From Gerald R. Lucas

Welcome to ENGL 2122: British Literature II.

British Literature II surveys literature from the United Kingdom from the Romantic period—the end of the eighteenth century—to today. We will survey works from the major historical periods of this period, in prose, drama, and poetry, touching on both major and minor authors from England and the United Kingdom.

ENGL 2122 familiarizes students with the major authors and movements of British national literature since the Romantics—Victorian, Edwardian, Modernist, Postmodernist—and other cultural and critical movements that grew out of these. The course examines how various texts help to construct and critique a British (inter)national identity and the values implicit in such an identity. Our study will examine poetry, short and long prose, and dramatic forms.

Virginia_Woolf_at_Monk's_house

The document you’re reading is your syllabus. Everything you need for this class is on this page and linked off of it. Bookmark it now and return here if you get lost or confused.[1] Use the tabs above to navigate to the various sections of the syllabus.[2]

Relevant Links
For a head start on how to approach all work in this course, see “How to Do Well in My Class” and “Research & Response.”

Before you begin, take a moment and familiarize yourself with the general resources I have for students. All of these may be found in the “For Students” menu at the top of the page, or you can just begin on the student start page. These pages are designed to help you succeed in this class. While you may not read everything, you should know what’s available if you need it.

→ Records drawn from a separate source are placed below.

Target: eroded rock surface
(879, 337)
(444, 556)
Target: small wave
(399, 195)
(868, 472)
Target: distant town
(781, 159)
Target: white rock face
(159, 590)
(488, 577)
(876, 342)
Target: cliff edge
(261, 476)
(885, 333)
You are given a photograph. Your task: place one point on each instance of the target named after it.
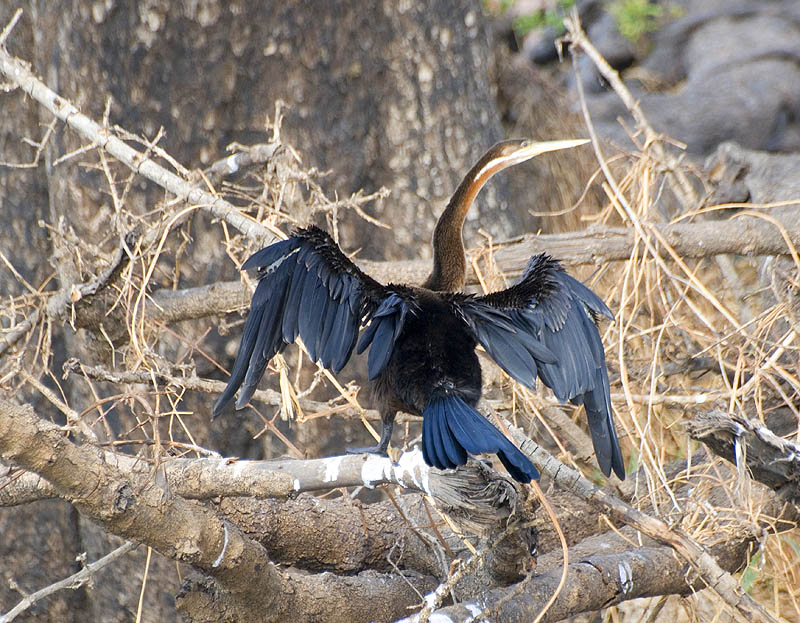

Please read this document and those it links to carefully at the beginning of the semester. There is much information to process, and it can be somewhat daunting — especially if you read cursorily. If you are confused, do your best to work through it by (re)reading this document carefully and completely, searching this site, or consulting the FAQ. I promise, there is an answer to your question. If all else fails, you may contact me. Trust yourself to follow directions and find the answers. Be careful and deliberate.

Fully Online

Relevant Links
If you’re curious to know more, you might peruse the articles under HackEdu.

This online course will probably be unlike any college course you have ever taken. It is designed to let you — the students — discover and create your own knowledge. If you’ve not taken an online course before, you will essentially be teaching yourself with my guidance. I’m assuming, since you’re taking this class online, that you are comfortable with working by yourself, are confident in your ability to take risks and try new approaches, are fine with making some mistakes, do not need the constant reassurance of an authority figure, and have a basic Internet literacy. Please enter with an open mind.



notes

  1. While you may certainly choose to print it—we will do our best to follow the schedule hereon—it may change during the course of the semester due to unforeseen circumstances. Should this occur, I will let you know in class and via an announcement on the class forum, but ultimately, this online document has the final say—not a printed one.